There are many books and films and plays about existentialist housewives. Hedda Gabler, Emma Bovary, Thelma Dickinson, April Wheeler from Revolutionary Road. Trapped by duty to something rotten these characters are usually on a highway to hell: driven to nihilistic excess and self-destruction. In The Sopranos, Tony Sopranos’ wife – Carmela – is just such a character. She squirms and wriggles in a cocoon of material comfort, aware that this comfort has come through the illest of means.
But Carmela is never transformed, is never transported to the nirvana of absurdist anomie. Nor does she fall into the clutches of despair. Instead – for the decade of her life which the series covers – she lingers in purgatory. For a decade, she aspires and she worries.
In a dream, she is visited by the ghost of long-dead Adriana La Cerva, her cousin’s fiancé, murdered – unbeknownst to her – at the bequest of her own husband.
‘I worry Aid,’ she says.
‘Everybody worries,’ the spectre says.
‘No. I worry all the time,’ Carmela replies.
Her life is punctuated – but so sparingly – with moments of reprieve from aspiration and worry and when they come along they are so precious, they are such good writing.
The episode where Carmela and her friend Rosalie Aprile visit Paris, for example. Paris in this episode comes to mean two things to Carmela: death and designer goods. As she teeters through the streets in search of a Kelly bag, the pavement becomes a high wire. She glances downwards – only occasionally and fleetingly – into the pit of the pointlessness of it all.

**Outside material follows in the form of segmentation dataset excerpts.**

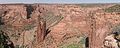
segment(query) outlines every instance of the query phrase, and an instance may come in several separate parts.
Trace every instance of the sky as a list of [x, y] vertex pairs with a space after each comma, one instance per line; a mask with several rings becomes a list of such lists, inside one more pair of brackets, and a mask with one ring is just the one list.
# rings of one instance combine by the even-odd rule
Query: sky
[[120, 3], [120, 0], [0, 0], [4, 3]]

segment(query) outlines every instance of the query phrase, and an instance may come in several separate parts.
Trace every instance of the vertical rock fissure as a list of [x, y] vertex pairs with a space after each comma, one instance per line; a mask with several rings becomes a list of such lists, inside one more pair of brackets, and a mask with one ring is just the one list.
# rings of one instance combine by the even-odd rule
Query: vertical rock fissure
[[25, 5], [27, 11], [27, 19], [31, 18], [31, 14], [34, 11], [32, 5]]

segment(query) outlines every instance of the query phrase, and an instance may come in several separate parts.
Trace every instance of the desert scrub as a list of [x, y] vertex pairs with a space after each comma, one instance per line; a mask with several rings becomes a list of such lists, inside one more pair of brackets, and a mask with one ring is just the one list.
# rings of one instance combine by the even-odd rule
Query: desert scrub
[[77, 44], [70, 44], [67, 46], [67, 48], [80, 48]]
[[106, 8], [104, 9], [105, 12], [120, 12], [120, 5], [117, 4], [117, 5], [114, 5], [114, 6], [111, 6], [109, 8]]
[[80, 7], [101, 7], [105, 4], [79, 4]]

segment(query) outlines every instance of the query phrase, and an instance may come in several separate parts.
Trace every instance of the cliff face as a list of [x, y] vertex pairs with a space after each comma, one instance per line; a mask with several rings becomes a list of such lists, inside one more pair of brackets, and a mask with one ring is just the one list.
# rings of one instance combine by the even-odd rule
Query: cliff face
[[[72, 37], [87, 36], [94, 40], [90, 42], [92, 48], [101, 48], [111, 28], [120, 23], [119, 14], [103, 11], [112, 5], [0, 5], [0, 17], [4, 32], [15, 46], [59, 48], [65, 42], [72, 42]], [[46, 20], [45, 28], [39, 25], [39, 17]], [[48, 32], [41, 33], [40, 28]], [[41, 35], [46, 36], [43, 44], [37, 42]]]

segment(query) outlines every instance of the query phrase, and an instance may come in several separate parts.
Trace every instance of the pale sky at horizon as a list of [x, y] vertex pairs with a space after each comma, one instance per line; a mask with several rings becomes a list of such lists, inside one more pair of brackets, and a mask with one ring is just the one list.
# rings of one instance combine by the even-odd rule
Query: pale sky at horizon
[[0, 3], [120, 3], [120, 0], [0, 0]]

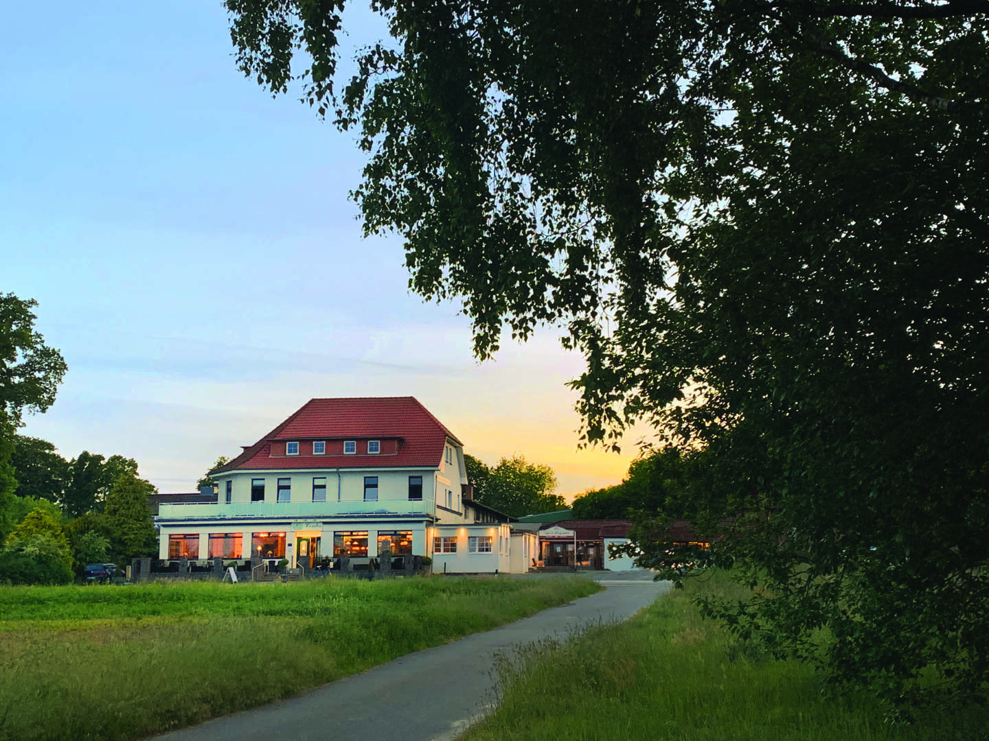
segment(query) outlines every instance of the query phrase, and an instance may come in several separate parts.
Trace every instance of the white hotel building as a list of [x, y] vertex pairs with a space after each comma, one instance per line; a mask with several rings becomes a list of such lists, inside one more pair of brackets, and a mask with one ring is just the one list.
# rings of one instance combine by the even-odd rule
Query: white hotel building
[[463, 444], [411, 396], [312, 399], [212, 476], [215, 504], [159, 507], [160, 558], [311, 567], [388, 544], [434, 572], [494, 573], [536, 553], [534, 535], [471, 501]]

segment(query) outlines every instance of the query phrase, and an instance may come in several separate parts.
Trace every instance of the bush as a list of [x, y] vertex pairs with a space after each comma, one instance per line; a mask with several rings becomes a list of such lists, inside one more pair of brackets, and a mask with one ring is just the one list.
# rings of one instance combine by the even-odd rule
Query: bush
[[53, 586], [71, 581], [71, 569], [55, 554], [26, 552], [18, 547], [0, 551], [0, 582]]

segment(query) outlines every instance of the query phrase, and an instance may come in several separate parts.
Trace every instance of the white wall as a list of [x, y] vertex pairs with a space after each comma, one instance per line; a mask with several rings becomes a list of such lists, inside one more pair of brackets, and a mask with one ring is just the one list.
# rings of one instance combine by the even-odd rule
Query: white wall
[[[457, 552], [434, 551], [433, 573], [442, 574], [494, 574], [507, 573], [510, 569], [511, 533], [507, 525], [479, 523], [477, 525], [448, 525], [431, 529], [432, 535], [440, 537], [456, 537]], [[492, 538], [490, 553], [468, 552], [470, 535], [489, 535]], [[432, 544], [430, 543], [430, 548]], [[445, 569], [444, 569], [445, 567]]]

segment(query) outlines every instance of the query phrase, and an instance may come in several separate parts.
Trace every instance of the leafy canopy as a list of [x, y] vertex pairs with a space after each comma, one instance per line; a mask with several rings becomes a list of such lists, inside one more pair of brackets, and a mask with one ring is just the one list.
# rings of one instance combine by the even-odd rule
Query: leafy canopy
[[0, 538], [16, 525], [11, 507], [17, 479], [10, 461], [17, 428], [25, 410], [44, 412], [51, 406], [67, 370], [58, 351], [35, 331], [31, 309], [36, 305], [33, 299], [0, 293]]
[[587, 441], [698, 456], [667, 514], [769, 588], [711, 613], [982, 692], [989, 4], [384, 0], [341, 87], [343, 6], [227, 0], [240, 68], [358, 132], [365, 231], [479, 357], [557, 324]]
[[510, 517], [555, 512], [567, 507], [554, 494], [557, 480], [553, 469], [530, 463], [524, 455], [502, 457], [489, 467], [473, 455], [464, 455], [467, 478], [474, 486], [474, 499]]

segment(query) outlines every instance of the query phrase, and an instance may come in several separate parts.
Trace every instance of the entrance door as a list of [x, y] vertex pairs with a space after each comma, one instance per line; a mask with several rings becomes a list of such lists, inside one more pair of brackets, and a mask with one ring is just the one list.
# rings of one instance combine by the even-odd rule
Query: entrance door
[[296, 538], [296, 563], [299, 566], [311, 569], [319, 558], [319, 538], [318, 537], [297, 537]]

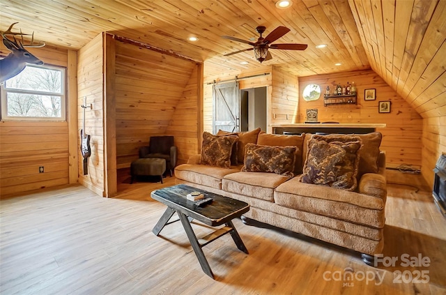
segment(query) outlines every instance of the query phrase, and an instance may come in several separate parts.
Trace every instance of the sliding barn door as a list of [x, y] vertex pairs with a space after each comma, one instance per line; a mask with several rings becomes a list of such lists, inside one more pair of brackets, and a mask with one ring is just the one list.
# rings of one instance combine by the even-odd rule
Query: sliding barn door
[[238, 132], [240, 129], [240, 91], [238, 82], [214, 84], [213, 94], [213, 132], [220, 129]]

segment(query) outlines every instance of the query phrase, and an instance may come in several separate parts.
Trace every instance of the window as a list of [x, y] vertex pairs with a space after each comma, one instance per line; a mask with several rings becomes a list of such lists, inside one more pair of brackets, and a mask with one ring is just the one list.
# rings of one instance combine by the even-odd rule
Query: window
[[1, 119], [65, 121], [65, 68], [27, 66], [1, 85]]

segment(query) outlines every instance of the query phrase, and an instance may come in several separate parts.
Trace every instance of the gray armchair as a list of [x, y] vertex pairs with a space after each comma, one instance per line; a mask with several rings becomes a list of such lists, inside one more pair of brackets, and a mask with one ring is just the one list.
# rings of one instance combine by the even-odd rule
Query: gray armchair
[[177, 150], [174, 145], [173, 136], [151, 136], [148, 146], [139, 148], [139, 158], [158, 158], [166, 160], [166, 170], [171, 177], [176, 166]]

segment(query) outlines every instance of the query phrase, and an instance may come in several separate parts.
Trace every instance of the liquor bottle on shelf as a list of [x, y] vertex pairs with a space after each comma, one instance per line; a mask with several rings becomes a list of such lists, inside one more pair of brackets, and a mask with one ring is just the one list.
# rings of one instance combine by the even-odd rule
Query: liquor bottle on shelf
[[356, 86], [355, 85], [355, 82], [351, 82], [351, 86], [350, 86], [350, 94], [356, 94]]

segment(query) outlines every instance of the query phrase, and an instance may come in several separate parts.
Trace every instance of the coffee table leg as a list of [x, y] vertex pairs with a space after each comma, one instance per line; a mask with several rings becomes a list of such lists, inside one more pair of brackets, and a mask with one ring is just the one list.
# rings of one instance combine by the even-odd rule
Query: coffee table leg
[[226, 222], [226, 225], [232, 228], [232, 230], [229, 232], [231, 234], [231, 236], [232, 236], [232, 239], [234, 240], [234, 243], [236, 243], [237, 248], [246, 254], [249, 254], [248, 253], [248, 250], [246, 248], [243, 241], [242, 241], [242, 238], [238, 235], [238, 232], [237, 232], [237, 229], [236, 229], [236, 227], [234, 227], [233, 223], [232, 223], [232, 220], [229, 220]]
[[169, 220], [175, 213], [175, 210], [172, 209], [170, 207], [167, 207], [164, 213], [162, 214], [158, 222], [152, 229], [152, 232], [155, 234], [155, 236], [160, 234], [160, 232], [162, 230], [162, 229], [166, 226], [166, 224], [169, 222]]
[[183, 223], [183, 227], [184, 227], [184, 230], [186, 232], [187, 238], [189, 238], [189, 241], [190, 241], [190, 244], [192, 246], [192, 249], [194, 249], [194, 252], [197, 255], [197, 258], [198, 258], [198, 261], [201, 266], [201, 269], [203, 269], [203, 271], [204, 271], [206, 275], [209, 275], [212, 278], [214, 278], [214, 274], [210, 269], [210, 266], [209, 266], [209, 264], [208, 263], [208, 260], [206, 260], [206, 257], [204, 256], [204, 253], [203, 253], [201, 246], [197, 239], [197, 236], [195, 236], [195, 233], [194, 232], [192, 227], [190, 226], [190, 222], [187, 219], [187, 216], [180, 212], [177, 213], [178, 214], [178, 216], [180, 217], [181, 223]]

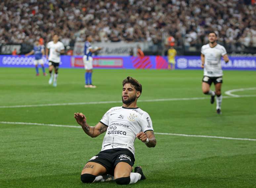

The whole episode is a miracle and much of the miracle is in the muscles of Carmela’s face. It creases – just for a second here and there – in despair and then she rallies, all smiles.
It seems to be history that has her feeling this way. She and Rosalie, lost, walking the streets in the rain, miles from the Louvre, stumble upon the Pont Alexandre III, which crosses the River Seine. Rosalie coos and chuckles at the staggering opulence, at the ornate wrought iron lanterns, the golden statues of winged stallions and cherubs; Carmela is paralysed.
‘Who. Could. Have. Built this?’ she says, quietly.
This image of Carmela standing on the Pont Alexandre III always makes me cry. It doesn’t make me sad for her, or pitying. It makes me feel sad for us all. For the pitiable busy-ness of life itself.
In the foreground what we see is the gigantic head of the nymph of the Neva. Iron and cold and old. The eyes are hooded, averting Carmela’s gaze, as disinterested as the universe.
In the background, Carmela stands with her hands clasped around a guidebook. Her face is filled with so much. Clad in her Chanel finery, she looks suddenly drab and tired and tiny. But not cowed. She looks almost like a little saint. She is rapt and still. There is something childlike about the mixture of curiosity and admiration in her eyes, the tweak of concentration in the corners of her mouth. She seems momentarily satisfied with beauty. You can tell from her face that there is no information interrupting her experience. It’s so true, so lonely. Carmela is somebody who is always so terrified of being small and in the world, but for this brief moment she seems okay with it. Okay with being small and in the world. The best that life – this chasm – can hold for us, is the marvellous. Where can we live but days, and what more can we do but marvel?